The fire that was a wrecking ball

The Phoenix survived every fire but the economy. It closed in 1977, and in 1981 it met the one force in Lexington history more destructive than frozen hydrants: a developer with a rendering. Wallace Wilkinson — later governor — demolished the entire block to build the World Coal Center, a skyscraper intended to make Lexington the office capital of the coal industry. The tower was never built.
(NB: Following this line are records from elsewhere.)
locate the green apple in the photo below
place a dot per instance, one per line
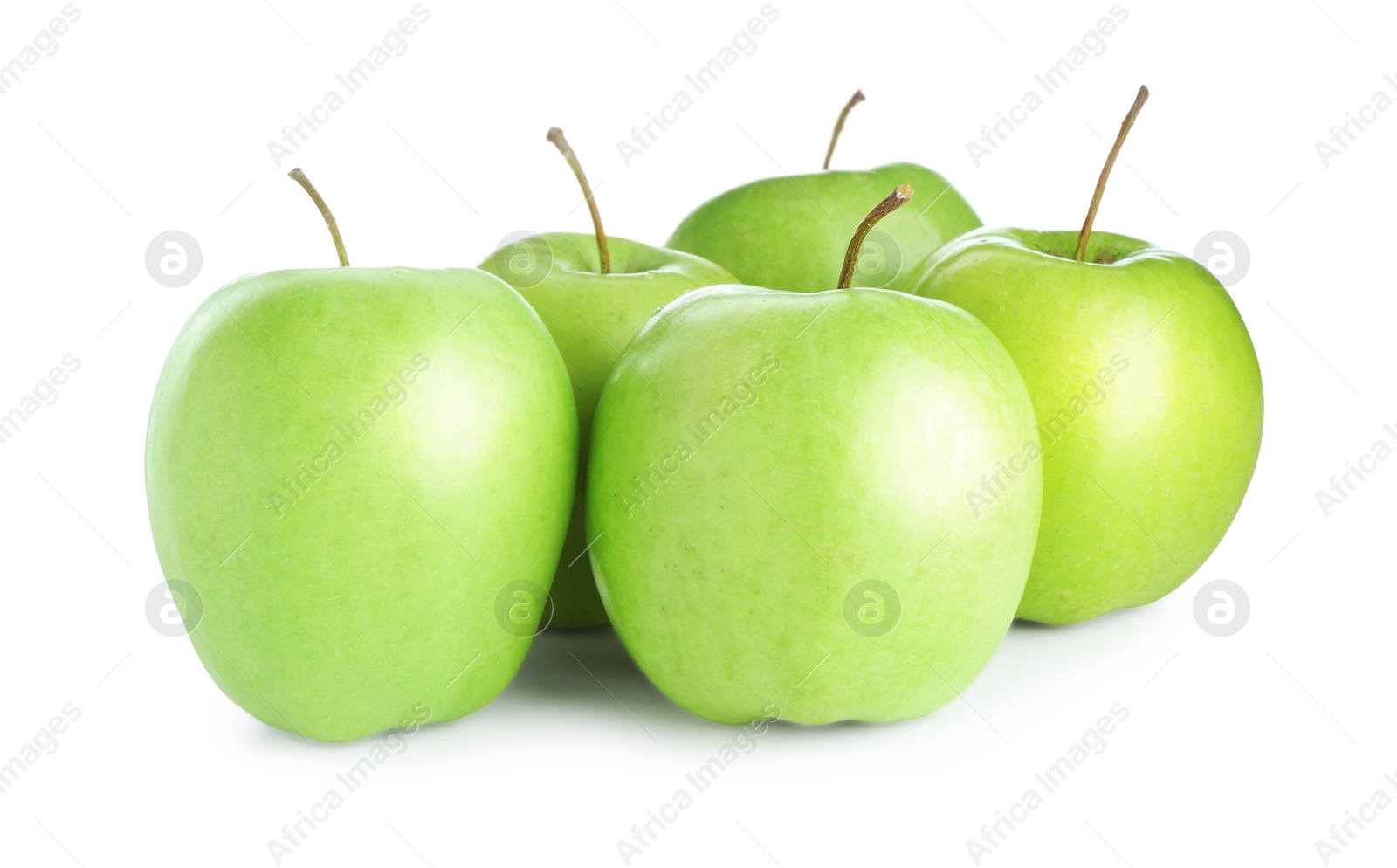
(593, 295)
(777, 493)
(365, 477)
(789, 232)
(1147, 395)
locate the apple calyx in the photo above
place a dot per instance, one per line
(297, 175)
(556, 137)
(1105, 172)
(894, 200)
(838, 125)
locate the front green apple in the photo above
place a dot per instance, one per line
(363, 477)
(593, 318)
(777, 491)
(1149, 403)
(789, 232)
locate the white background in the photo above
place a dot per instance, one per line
(155, 116)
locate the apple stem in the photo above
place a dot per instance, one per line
(297, 175)
(556, 137)
(838, 125)
(894, 200)
(1105, 172)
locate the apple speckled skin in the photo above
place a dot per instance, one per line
(765, 458)
(1149, 402)
(593, 318)
(348, 465)
(791, 232)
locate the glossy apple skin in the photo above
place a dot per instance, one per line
(1142, 484)
(356, 607)
(852, 425)
(593, 318)
(791, 232)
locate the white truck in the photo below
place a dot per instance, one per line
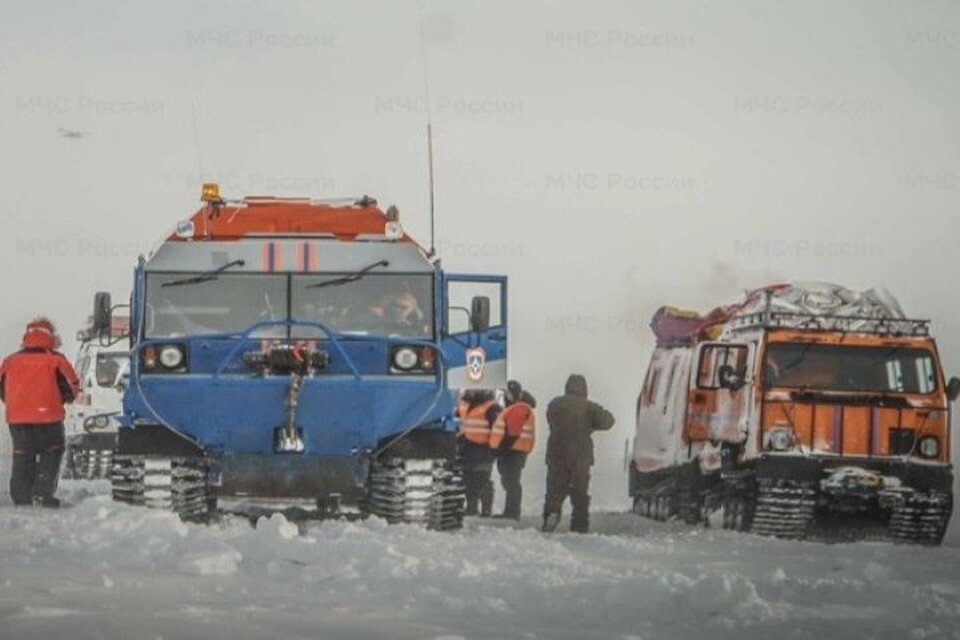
(102, 364)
The hole in the middle of downtown sat for most of a decade, until the Park Plaza apartments went up on part of the site in 1987 and the rest became Phoenix Park, with the public library beside it.

It is, if you think about it, the bleakest version of the bird: the building that had risen from its ashes three times was finally killed not by fire but by confidence, and what rose this time was a lawn. But the lawn remembers. The park keeps the name, and along its edge stands the Fayette County Peace Officers Memorial — the monument where tonight’s first subject, Capt. C. N. Hendricks, killed in a Water Street saloon in 1881 a block from the Phoenix’s side door, has his name in the stone. Lexington paved over the hotel and kept the ghosts.

A hundred and forty-six years after the Gazette set “SMOULDERING RUINS” in display type, the corner of Main and Limestone holds a park, a library, a memorial, and no phoenix at all — unless you count the habit, which Lexington has never broken, of building the next thing directly on top of the story of the last one.

Sources: The Kentucky Gazette (Lexington), May 17, 1879, “The Phoenix in Flames” (public domain; page images via newspapers.com); Wikipedia, “Phoenix Hotel (Lexington, Kentucky)”; Kentucky Historical Society marker records and the Phoenix Park historical marker; the Kaintuckeean, “Only a Park Rose from the Ashes of the Once Mighty Phoenix Hotel” (2012); Kentucky Photo Archive, “Phoenix Hotel, 1981”; The Courier-Journal, Jan. 16, 1886, and Aug. 2, 1881, for the cross-references in tonight’s companion pieces.